Kamis, 06 Juli 2017

Kreasi Alat Musik Bambu Pengantar Award Bagi Agustinus Sasundu

Musik Bambu,. Agustinus Sasundu (65), adalah seorang warga desa Likuang, Kecamatan Tabukan Utara, Kabupaten Kepulauan Sangihe, Sulawesi Utara yang mendapatkan Penghargaan Kehati Award sebagai pemenang untuk kategori Citra Lestari Kehati 2014. "Saya sudah belajar membuat peralatan Musik Bambu  sejak tahun 1969. Dan hingga kini saya sudah mewariskan kearifan ini ke hampir semua kampung yang ada di Sangihe".

Ayah dari tiga orang anak ini kemudian memperlihatkan bekas luka sobek di tangannya. Luka itu menjadi semacam prasasti bagi jejaknya dalam melestarikan kesenian tradisional orang Sangihe selama 46 tahun. "Ada 18 jahitan untuk menutupi luka ini. Kecelakaan itu terjadi saat saya masih menggunakan pisau melubangi bambu untuk peralatan musik. Pisaunya terpeleset dan merobek tangan saya," kata Agustinus. Tetapi bukannya berhenti dari pekerjaannya, Agustinus justru menganggap luka yang merobek tangannya itu justru menjadi pelecut baginya untuk terus menemukan cara terbaik membuat Musik Bambu.

Dari tahun ke tahun, Agustinus terus berkreasi menciptakan cara yang inovatif menjadikan Musik Bambu tak sekadar terlihat menoton. Dia juga menciptakan alat kerjanya sendiri sejak tahun 1980. Kini lewat kreasi Agustinus, musik bambu asal Sangihe tampil dengan berbagai bentuk yang inovatif. Beberapa peralatan musik tiup tersebut bahkan terlihat seperti bentuk saxophone modern, terompet dengan berbagai lekuk pipanya dan berbagai bentuk inovatif lainnya. Semuanya dari bambu.
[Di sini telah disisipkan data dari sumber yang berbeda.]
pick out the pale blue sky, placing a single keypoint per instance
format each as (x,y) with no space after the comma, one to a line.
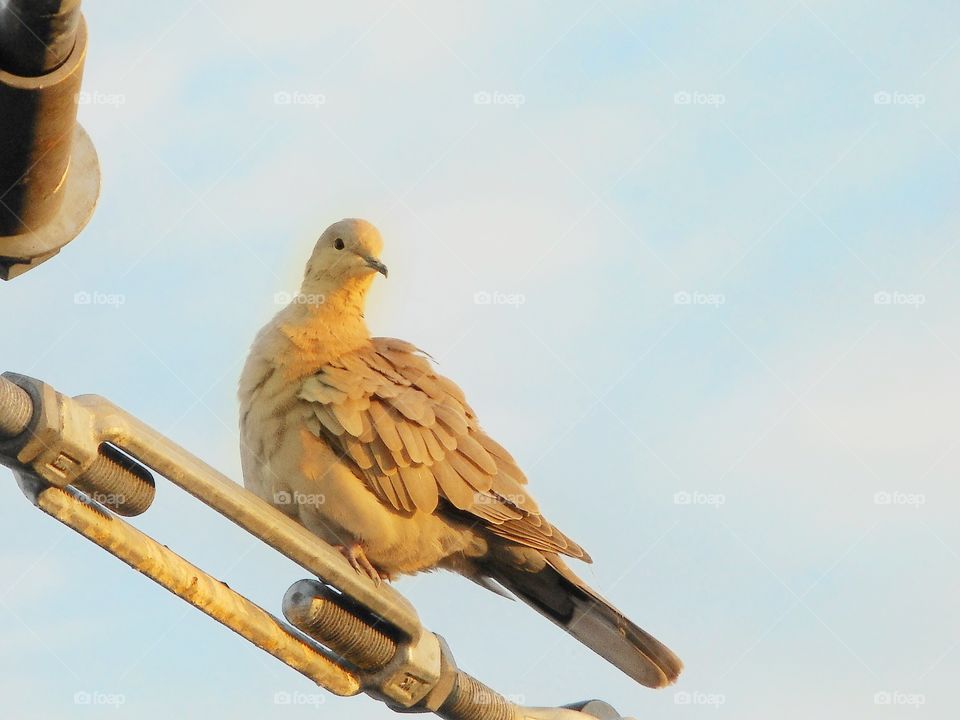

Lewat bengkel kerjanya yang sederhana di belakang rumah, Agustinus tidak hanya menghasilkan ratusan set peralatan Musik Bambu, tetapi dia juga sudah mewariskan ilmunya tersebut ke berbagai orang dengan tujuan agar kesenian tradisional itu tetap lestari. "Saya sering terima order pembuatan satu set, itu bisa memerlukan waktu tiga sampai empat bulan. Dan saya suka membuatnya di kampung mereka, agar mereka juga bisa belajar bagaimana membuatnya, supaya lebih banyak yang tahu," kata Agustinus.
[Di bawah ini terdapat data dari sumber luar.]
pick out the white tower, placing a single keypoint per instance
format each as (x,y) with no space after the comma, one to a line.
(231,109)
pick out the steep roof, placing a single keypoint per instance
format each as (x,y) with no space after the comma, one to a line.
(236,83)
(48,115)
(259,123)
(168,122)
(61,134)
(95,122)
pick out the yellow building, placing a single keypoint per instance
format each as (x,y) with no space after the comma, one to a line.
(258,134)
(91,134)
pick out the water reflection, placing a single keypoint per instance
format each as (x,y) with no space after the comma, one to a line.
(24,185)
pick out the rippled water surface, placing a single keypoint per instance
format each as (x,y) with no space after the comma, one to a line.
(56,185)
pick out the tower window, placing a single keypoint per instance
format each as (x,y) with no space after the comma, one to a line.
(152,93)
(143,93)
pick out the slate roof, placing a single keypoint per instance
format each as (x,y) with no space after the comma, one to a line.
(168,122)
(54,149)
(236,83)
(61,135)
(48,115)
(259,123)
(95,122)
Alhasil Agustinus dengan sendirinya menjadi pewaris seni dan budaya daerah. Menariknya, sosok sederhana ini bukan hanya sebagai pembuat Musik Bambu, tetapi dia juga tampil sebagai pelatih dan arranger lagu yang dibawakan. Tidak mudah mengaransemen partitur musik bambu yang sedikitnya terdiri dari 40 jenis peralatan musik tersebut. Ini sama halnya dengan mengaransemen sebuah orkestra.

Pernah satu waktu Agustinus diminta melatih kelompok Musik Bambu di Pulau Nanekele yang hampir semua warganya belum bisa baca tulis. Mereka hidup sebagai nelayan tradisional dan jauh dari perkembangan modern karena transportasi laut yang masih susah waktu itu.

Dedikasi Agustinus dalam menjaga kelestarian kesenian itu, membuatnya sering diundang dalam berbagai kegiatan budaya. Dia bersama grupnya Welengang Pontolawokang Sawang Jauh banyak kali diundang tampil di luar provinsi, seperti di Jawa,Kalimantan dan Papua.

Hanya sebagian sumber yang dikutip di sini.